Comme toujours quand il est question d'élection des parlementaires, il n'y a pas seulement une loi simple, mais aussi une loi organique. Or, une loi organique relative aux sénateurs ne peut être adoptée par l'Assemblé nationale seule : il faut que le sénat la vote en termes conformes. Ce qui fait que, si l'Assemblée rejette le texte sénatorial (ce qui est assez probable), ce ne sera sans doute pas pour imposer le non cumul aux sénateurs... mais, paradoxalement, pour l'élargir aux députés.
Concrètement, voilà comment les choses peuvent se passer : le texte a toutes chances d'être voté à l'assemblée sans l'exception sénatoriale. Par conséquent, le sénat le refusera. L'Assemblée ayant le dernier mot, la loi sera votée comme cela. Les sénateurs saisiront le conseil constitutionnel et ont de fortes chances d'obtenir la censure de l'article qui les concernent. Or, cet article concernera aussi, désormais, les députés. Par conséquent, les députés, en faisant mine de s'offusquer de la résistance sénatoriale, voteront contre l'interdiction du cumul.

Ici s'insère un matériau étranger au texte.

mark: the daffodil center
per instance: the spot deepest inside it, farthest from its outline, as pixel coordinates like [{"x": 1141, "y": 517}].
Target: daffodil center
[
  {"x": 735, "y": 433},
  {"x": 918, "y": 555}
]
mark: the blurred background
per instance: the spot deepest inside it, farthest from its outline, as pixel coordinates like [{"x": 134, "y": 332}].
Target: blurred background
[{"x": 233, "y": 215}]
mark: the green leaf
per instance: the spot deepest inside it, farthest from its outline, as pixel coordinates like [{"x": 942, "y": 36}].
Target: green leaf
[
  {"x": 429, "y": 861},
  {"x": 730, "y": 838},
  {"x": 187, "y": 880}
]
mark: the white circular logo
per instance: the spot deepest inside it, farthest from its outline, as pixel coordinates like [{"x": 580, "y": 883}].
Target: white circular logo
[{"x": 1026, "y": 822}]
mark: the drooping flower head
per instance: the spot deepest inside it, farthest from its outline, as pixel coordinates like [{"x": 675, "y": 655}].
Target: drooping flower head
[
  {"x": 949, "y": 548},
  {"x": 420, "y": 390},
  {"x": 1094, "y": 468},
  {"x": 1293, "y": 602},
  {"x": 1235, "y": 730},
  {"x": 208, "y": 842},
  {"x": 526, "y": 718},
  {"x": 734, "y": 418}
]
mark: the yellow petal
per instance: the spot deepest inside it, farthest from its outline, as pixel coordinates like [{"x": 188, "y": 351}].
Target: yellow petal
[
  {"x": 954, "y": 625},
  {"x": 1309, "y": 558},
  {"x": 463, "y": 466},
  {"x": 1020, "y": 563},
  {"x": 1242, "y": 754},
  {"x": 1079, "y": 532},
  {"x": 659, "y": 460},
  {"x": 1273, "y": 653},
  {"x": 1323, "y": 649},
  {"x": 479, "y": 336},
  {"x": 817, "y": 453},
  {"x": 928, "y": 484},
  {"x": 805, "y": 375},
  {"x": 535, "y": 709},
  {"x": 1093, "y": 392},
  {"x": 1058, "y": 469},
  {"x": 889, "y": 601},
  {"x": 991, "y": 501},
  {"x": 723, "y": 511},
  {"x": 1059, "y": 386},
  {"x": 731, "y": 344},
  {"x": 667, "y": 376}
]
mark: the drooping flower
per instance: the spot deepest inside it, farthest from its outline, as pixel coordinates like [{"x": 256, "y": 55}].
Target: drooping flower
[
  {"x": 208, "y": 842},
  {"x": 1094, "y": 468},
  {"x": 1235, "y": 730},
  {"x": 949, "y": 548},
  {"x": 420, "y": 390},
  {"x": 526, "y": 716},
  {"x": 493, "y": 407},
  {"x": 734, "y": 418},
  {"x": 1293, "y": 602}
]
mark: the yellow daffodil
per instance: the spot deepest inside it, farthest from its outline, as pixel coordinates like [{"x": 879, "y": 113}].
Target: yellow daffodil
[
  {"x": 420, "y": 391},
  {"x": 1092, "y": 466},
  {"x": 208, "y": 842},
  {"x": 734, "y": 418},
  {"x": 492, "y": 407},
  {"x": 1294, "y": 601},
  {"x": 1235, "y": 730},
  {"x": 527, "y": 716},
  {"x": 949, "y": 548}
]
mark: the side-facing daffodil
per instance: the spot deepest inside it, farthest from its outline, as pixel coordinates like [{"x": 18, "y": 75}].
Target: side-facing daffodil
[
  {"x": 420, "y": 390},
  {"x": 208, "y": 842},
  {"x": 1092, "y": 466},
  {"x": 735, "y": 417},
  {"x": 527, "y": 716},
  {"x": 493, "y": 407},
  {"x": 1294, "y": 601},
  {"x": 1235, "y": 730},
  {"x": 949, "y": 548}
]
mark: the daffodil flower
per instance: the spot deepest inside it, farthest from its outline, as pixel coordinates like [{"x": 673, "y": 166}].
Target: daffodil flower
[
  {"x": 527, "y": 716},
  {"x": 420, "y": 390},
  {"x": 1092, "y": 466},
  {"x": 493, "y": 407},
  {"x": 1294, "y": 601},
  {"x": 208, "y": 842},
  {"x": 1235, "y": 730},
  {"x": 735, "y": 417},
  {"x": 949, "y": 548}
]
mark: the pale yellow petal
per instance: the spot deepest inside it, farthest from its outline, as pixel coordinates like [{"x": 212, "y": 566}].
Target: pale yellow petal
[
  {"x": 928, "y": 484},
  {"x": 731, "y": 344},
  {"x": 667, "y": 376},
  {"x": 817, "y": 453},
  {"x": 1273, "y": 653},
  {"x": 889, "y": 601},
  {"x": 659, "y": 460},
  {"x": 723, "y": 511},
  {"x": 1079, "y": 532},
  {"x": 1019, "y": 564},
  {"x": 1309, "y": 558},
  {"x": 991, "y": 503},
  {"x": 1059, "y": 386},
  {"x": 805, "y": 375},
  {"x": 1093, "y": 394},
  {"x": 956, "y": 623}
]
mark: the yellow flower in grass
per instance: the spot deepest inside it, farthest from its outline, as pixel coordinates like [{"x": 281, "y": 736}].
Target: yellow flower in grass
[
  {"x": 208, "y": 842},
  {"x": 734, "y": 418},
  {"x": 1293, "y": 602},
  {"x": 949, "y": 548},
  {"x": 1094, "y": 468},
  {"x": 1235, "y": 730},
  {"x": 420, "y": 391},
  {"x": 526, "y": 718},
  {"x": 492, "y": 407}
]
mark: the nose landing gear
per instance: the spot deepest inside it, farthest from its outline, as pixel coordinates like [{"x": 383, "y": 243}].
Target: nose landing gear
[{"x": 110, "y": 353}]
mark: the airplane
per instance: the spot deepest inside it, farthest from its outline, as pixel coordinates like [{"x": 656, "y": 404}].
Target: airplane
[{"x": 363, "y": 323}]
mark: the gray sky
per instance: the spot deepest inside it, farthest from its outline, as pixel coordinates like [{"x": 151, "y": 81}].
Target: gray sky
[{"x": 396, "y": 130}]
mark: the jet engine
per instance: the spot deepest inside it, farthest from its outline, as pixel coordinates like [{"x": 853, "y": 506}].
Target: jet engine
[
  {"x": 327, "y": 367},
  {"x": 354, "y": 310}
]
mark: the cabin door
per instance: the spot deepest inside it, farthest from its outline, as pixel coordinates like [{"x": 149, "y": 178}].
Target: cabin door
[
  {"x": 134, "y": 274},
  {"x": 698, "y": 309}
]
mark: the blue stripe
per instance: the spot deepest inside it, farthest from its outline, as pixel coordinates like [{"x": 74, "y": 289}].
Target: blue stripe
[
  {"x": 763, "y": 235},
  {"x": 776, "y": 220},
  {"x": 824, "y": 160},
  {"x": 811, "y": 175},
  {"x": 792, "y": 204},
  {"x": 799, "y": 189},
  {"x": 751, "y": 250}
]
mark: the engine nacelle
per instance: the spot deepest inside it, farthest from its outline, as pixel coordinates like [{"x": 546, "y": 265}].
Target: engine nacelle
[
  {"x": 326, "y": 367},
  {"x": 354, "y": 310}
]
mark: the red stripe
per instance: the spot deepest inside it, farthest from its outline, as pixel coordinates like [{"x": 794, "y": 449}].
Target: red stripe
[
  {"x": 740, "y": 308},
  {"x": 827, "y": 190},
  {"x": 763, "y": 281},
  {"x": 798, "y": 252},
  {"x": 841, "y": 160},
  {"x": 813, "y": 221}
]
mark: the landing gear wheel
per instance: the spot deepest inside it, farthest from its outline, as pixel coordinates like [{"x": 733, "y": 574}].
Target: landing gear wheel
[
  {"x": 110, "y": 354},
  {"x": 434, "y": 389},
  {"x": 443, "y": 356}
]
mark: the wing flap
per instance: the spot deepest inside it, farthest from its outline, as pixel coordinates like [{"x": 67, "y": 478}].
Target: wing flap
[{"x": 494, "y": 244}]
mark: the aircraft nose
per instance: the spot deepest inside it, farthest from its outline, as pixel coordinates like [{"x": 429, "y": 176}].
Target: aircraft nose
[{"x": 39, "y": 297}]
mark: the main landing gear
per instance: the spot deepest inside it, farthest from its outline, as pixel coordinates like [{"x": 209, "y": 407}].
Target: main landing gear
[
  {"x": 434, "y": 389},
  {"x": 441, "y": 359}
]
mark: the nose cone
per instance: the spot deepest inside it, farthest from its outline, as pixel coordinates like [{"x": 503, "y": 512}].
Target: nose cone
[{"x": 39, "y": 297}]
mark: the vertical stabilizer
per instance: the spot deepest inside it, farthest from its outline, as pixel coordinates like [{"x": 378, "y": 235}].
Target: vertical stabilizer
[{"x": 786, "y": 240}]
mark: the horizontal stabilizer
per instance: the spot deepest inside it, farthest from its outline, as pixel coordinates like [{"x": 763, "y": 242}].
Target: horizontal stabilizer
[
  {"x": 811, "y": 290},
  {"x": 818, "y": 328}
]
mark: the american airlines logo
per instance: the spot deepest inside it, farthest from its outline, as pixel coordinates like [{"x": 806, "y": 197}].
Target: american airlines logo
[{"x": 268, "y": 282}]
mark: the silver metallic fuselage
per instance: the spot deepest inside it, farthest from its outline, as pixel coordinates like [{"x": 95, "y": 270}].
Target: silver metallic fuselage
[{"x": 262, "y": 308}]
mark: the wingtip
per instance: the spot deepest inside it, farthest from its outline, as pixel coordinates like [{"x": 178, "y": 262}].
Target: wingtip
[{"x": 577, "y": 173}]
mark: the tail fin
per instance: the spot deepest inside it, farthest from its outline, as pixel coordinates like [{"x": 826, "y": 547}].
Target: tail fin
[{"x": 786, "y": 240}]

Naturellement, cela dépend du jugement du conseil constitutionnel, mais il est fort probable qu'il soit aussi soumis au gouvernement qu'il ne l'a été pour la loi Taubira (où il y a une présomption sérieuse de penser qu'il a répondu avant de lire la saisine, puisque plusieurs questions, pas tout à fait négligeables, ne sont tout simplement pas évoquées dans sa "réponse"). Ce qui signifie que soit l'Assemblée suit le sénat, auquel cas les sénateurs pourront cumuler; soit l'Assemblée ne suit pas le sénat, auquel cas il est très probable que les députés et les sénateurs pourront continuer à cumuler. Et Hollande pourra s'abriter derrière le conseil constitutionnel pour justifier le non-respect de sa promesse électorale.